Jak to nie ma dowodu

Jak to nie ma dowodu na zależność między wzrostem bezrobocia, a wzrostem płacy minimalnej. Wystarczy sobie wyobrazić, ze rząd w dniu dzisiejszym wprowadza płacę minimalną na poziomie np. 100.000 złotych. Co się wtedy stanie? Jak myślicie, czy sprzątaczka w firmie zacznie tyle zarabiać? Nie, oczywiście, ze nie, po prostu zostanie zwolniona. Zostaną tylko ci, którzy zarabiali powyżej 100.000 zł. Bo dla nich wprowadzenia płacy minimalnej na takim poziomie nie ma najmniejszego znaczenia. Jest jeszcze jedno rozwiązanie. Wszystkie ceny wzrosną o wskaźnik wzrostu płacy minimalnej. Ale wtedy taki wprowadzanie płacy minimalnej nie ma najmniejszego sensu, bo nikt bogatszy się nie stanie.

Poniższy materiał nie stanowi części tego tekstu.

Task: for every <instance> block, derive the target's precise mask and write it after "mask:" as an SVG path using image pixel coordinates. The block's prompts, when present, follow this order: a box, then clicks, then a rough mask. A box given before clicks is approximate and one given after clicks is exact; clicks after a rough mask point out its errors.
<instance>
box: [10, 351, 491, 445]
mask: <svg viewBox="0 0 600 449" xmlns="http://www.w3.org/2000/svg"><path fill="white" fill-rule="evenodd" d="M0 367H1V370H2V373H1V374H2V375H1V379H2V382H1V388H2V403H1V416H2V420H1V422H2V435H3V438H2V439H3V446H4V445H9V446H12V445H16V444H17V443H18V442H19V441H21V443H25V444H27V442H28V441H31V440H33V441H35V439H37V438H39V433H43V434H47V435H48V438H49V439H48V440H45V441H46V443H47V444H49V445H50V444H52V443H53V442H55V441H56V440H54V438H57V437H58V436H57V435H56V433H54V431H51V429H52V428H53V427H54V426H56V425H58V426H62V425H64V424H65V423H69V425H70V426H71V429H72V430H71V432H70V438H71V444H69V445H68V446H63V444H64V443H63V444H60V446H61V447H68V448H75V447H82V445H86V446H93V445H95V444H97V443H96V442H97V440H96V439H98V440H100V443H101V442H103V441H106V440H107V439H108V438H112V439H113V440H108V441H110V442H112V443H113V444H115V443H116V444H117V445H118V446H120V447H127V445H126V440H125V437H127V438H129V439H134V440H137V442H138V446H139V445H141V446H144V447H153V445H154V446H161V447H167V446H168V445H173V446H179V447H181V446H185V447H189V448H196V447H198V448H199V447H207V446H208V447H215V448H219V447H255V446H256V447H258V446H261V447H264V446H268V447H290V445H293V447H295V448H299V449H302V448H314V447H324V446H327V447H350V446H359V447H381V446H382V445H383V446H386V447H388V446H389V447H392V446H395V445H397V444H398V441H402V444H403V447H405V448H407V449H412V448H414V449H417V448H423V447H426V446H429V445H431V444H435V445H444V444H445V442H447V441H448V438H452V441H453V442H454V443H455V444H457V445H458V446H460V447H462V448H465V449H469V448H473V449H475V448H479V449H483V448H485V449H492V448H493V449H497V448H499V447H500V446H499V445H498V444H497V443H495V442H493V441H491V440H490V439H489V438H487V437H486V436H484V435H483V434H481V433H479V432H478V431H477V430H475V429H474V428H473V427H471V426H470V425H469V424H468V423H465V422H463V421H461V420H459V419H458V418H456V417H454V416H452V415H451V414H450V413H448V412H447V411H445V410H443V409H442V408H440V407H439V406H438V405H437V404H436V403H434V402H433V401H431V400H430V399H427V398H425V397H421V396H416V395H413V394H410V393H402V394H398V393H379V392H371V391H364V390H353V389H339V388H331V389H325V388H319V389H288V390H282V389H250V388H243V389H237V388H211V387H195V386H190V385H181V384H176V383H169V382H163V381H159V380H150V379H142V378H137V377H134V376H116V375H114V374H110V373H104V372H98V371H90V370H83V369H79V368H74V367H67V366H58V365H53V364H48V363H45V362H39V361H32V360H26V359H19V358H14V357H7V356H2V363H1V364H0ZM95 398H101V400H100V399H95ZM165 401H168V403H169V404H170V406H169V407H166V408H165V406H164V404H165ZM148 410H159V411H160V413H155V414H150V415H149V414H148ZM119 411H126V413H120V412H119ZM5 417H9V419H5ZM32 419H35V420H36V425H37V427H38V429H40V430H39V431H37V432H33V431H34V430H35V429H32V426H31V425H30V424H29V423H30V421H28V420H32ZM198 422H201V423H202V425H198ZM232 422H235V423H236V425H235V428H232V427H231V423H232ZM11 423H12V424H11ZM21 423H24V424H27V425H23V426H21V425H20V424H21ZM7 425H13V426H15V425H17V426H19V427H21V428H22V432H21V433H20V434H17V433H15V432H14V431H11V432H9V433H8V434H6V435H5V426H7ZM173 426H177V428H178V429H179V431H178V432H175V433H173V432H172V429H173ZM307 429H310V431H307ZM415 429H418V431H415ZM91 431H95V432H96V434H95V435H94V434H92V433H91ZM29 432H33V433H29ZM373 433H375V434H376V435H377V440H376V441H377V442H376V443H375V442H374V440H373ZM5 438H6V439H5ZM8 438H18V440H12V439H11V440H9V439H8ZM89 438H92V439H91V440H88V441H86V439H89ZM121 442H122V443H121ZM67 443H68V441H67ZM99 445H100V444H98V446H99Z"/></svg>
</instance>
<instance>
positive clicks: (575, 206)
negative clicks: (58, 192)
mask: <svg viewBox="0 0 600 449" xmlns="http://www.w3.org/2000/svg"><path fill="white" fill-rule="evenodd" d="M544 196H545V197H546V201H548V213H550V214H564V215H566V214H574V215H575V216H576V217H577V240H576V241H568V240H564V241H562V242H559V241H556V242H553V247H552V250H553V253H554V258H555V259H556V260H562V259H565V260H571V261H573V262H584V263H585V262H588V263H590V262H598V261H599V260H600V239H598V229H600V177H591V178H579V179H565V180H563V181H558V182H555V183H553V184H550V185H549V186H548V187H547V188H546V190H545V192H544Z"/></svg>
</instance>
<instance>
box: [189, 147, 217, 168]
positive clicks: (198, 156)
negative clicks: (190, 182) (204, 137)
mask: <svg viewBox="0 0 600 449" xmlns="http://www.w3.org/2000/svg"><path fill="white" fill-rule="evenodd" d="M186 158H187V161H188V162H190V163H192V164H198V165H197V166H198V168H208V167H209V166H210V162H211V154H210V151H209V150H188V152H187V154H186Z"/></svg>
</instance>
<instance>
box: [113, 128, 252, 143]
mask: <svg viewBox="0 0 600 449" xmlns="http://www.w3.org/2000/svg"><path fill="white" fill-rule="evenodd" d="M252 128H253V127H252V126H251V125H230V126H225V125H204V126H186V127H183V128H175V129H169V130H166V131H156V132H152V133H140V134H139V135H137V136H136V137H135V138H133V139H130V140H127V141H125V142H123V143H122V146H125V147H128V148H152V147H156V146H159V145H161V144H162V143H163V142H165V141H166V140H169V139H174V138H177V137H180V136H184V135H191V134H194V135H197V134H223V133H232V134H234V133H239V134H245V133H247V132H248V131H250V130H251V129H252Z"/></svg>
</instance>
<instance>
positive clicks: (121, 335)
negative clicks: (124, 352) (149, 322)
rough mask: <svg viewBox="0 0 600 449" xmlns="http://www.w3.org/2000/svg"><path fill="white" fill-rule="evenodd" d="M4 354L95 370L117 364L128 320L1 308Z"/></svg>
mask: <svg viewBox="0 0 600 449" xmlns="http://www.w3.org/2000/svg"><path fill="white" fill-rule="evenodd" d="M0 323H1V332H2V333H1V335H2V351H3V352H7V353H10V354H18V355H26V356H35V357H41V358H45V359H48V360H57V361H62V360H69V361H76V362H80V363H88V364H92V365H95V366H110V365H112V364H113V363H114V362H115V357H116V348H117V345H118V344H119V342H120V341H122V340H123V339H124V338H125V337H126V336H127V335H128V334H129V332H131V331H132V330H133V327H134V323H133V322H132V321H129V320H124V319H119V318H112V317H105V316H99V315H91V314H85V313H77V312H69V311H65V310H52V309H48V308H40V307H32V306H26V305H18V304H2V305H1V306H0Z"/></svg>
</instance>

autor: kwak, data nadania: 2011-10-27 12:09:52, suma postów tego autora: 1207

Ile za pracę cd.

To, co pisze "kwak" nie jest dowodem, że podniesienie płacy minimalnej powoduje zwiększenie bezrobocia. Podany przykład jest sprowadzeniem sprawy do absurdu. Nikt nie twierdzi, ze płaca minimalna ma być ustalana na poziomie dowolnym, czyli oderwanym od rzeczywistych kosztów utrzymania. Zarówno zaniżanie, jak i podwyższanie poza poziom tych kosztów jest błędem. O to właśnie chodzi, aby decyzje tego typu nie były podejmowane w sposób arbitralny. Powinny uwzględniać normy i fakty. Jeśli natomiast obawiamy się wpływu podwyżek płac (nie tylko minimalnych) na inflację, to dlatego, że od dawna ekonomiści (polityczni!!!) tak twierdzą z przyzwyczajenia. Zależność taka występuje tam, gdzie zaopatrzenie rynku jest niedostateczne(tak była w PRL). Obecnie nasz handel nie cierpi na brak towarów, to znaczy, że nie ma obawy o inflację... Chyba, że będzie skutkiem machinacji giełdowych, na które - niestety - nie mamy wpływu.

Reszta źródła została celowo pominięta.